VOTE!!! — It’s a momentous election

Monday, November 5th 2018 @ 6:00 PM

 

November 6, Election Day 2018

              November 6, Election Day 2018

MIDTERM BALLOTING WILL DETERMINE
WHICH PARTY CONTROLS CONGRESS
AND WHAT HAPPENS TO DONALD TRUMP
 
Whichever side you’re on, the Election of 2018 looms likely to be the most momentous of the New Millennium to date and possibly the most consequential of the last half-century and beyond.

But if either side tomorrow wins big, it will not be good for America:

A “blue tide” will mire the country in presidential and possibly judicial impeachment proceedings to the extent that Congress will get nothing done for many months or even years to come.

A “red tide” will anoint an unpopular President and render him unstoppable.

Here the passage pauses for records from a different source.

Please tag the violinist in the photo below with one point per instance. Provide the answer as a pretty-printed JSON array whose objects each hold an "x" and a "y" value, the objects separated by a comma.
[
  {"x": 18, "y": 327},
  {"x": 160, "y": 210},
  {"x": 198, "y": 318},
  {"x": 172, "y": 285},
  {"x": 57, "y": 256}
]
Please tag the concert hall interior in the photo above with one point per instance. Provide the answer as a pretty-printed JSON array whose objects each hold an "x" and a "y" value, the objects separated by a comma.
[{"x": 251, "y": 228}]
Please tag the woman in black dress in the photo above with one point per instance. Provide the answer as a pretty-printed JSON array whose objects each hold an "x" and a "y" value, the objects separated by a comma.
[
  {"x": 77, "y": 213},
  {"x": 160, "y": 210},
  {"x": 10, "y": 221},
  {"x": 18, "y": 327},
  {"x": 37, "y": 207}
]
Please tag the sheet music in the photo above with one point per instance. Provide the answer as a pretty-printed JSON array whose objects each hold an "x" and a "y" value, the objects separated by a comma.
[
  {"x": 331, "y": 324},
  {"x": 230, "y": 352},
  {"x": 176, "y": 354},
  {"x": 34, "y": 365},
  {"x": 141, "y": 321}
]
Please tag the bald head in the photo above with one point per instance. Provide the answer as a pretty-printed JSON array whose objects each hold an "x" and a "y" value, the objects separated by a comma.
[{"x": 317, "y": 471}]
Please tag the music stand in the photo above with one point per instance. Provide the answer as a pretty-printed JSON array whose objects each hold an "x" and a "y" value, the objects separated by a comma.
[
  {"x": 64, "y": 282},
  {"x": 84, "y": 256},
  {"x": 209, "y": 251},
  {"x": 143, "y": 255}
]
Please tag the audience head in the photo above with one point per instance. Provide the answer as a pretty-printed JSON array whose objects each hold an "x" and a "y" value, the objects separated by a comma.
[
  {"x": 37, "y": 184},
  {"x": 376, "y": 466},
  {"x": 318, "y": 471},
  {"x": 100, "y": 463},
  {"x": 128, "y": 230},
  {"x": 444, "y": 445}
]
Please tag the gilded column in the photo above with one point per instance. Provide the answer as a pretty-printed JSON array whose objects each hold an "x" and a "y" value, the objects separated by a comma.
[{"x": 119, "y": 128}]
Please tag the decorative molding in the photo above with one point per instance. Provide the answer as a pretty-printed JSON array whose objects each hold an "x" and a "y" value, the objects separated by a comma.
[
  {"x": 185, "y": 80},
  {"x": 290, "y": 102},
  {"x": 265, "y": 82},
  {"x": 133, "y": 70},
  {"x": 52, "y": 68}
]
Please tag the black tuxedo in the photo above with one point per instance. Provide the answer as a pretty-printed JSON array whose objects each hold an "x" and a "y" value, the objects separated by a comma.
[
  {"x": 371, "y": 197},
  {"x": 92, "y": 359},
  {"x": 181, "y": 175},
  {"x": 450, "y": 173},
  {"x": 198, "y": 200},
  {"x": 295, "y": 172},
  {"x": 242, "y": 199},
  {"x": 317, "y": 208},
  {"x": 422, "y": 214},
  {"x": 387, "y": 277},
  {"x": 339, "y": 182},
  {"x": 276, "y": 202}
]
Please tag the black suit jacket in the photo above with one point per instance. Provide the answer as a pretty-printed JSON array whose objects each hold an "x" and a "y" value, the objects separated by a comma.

Historically in America, the incumbent president’s party loses seats in Congress in the midterm election when the president is not on the ballot. Hence the conventional wisdom/expectation that the current Republican majority in the House of Representatives will diminish if not disappear in tomorrow’s election — a factor which ordinarily would have little to do with Donald Trump personally.

However the Democrats and the President himself have made Trump the major factor in this midterm election even though he is not running in 2018, a virtually unprecedented occurrence for which the pollsters seem to have no valid benchmark on which to base predictions.

In the last hundred years there have only been three times that the president’s party has gained congressional seats in the midterm election, and each of those times the president himself was a major factor in the election even though he was not on the ballot.

The first occurrence was when Franklin Roosevelt was President in 1934, two years following his landslide victory over Herbert Hoover; and his enormous popularity resulting from bold moves to lift the country out of the Great Depression made him a personal favorite in the balloting that year. In 1934 the Democrats increased their majority in the House by nine votes.

Your vote matters!  Maryland polls are open 7 a.m. to 8 p.m.

 Your vote matters! Maryland polls are open 7 a.m. to 8 p.m.

The second was in 1998 when Bill Clinton was under threat of impeachment, a highly unpopular move by the Republicans which made Clinton a larger-than-life factor in that midterm election. Yet despite the Democrats’ virtually unprecedented gain of five seats in 1998, the Republican-controlled Congress bulldozed ahead by voting articles of impeachment against Clinton just over a month later, ultimately resulting in the resignation of Newt Gingrich not only as House of Representatives Speaker but from Congress altogether.

And the third happened in 2002 when George W. Bush was riding high during a tumultuous year during which the country recovered well from the Osama bin Laden terrorist attack of 9/11 2001.

It remains to be seen how Trump’s status will affect the election tomorrow. He is arguably the most unpopular president ever, yet he has unprecedented high approval ratings among Republicans, with most GOP candidates running this year having made the determination that their chances of winning are better by aligning themselves with the President than against him.

Notably Gov. Larry Hogan of Maryland is one of the few Republicans running this year to have distanced himself from President Trump, to the extent that Hogan has been endorsed by many leading Democrats, an almost unthinkable political reality; and Hogan is considered a shoo-in for reelection.

Trump’s unpopularity is analogous to that of President Harry Truman in 1946, when the Democrats lost 54 seats in Congress based on Truman’s unpopularity in the wake of Franklin Roosevelt’s death the year before. Truman would not overcome his unpopularity until his surprising upset defeat of Republican Thomas Dewey in the election of 1948.

So if you haven’t early-voted or mailed-in an absentee ballot….  Be sure to get out and vote tomorrow!

The results are sure to affect you personally and all of America as well, in undetermined ways, for many many years and possibly even decades to come.

And Donald Trump will either be impeached — or the odds-on frontrunner for President in the next election.